Amplifier: kernel.panic=10 turned crashes into an unbreakable loop

The Lessons

Ubuntu's panic default can hide root cause during development. Set kernel.panic=0 on any machine you might need to debug.

K3s on constrained hosts needs resource discipline. The control plane alone wants meaningful headroom. Add pods, and resource limits matter.

Crash-looping pods can take down a host. The CNI network changes cascade into kernel-level instability. Resource limits and proper health checks matter.

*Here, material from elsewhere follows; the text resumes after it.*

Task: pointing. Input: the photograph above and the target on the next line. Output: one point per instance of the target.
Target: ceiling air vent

Check system logs before blaming your code. I spent 15 minutes suspecting my gateway before checking journalctl. The kernel panic was right there in the logs.

The Prevention

Immediate:

kernel.panic=0 prevents the reboot loop
K3s stopped until pods are fixed

Short-term:

Fix or delete the crash-looping pods
Add resource limits to K3s workloads
Migrate gateway to isolated LXC container

Long-term:

Dedicated K3s node(s) with more RAM
Proper monitoring with reboot alerts
Health checks that prevent infinite crash loops

The kernel wasn't the first cause. The useful lesson was that rapid pod churn, constrained resources, and automatic panic reboot behavior can combine into a loop that hides the actual fix.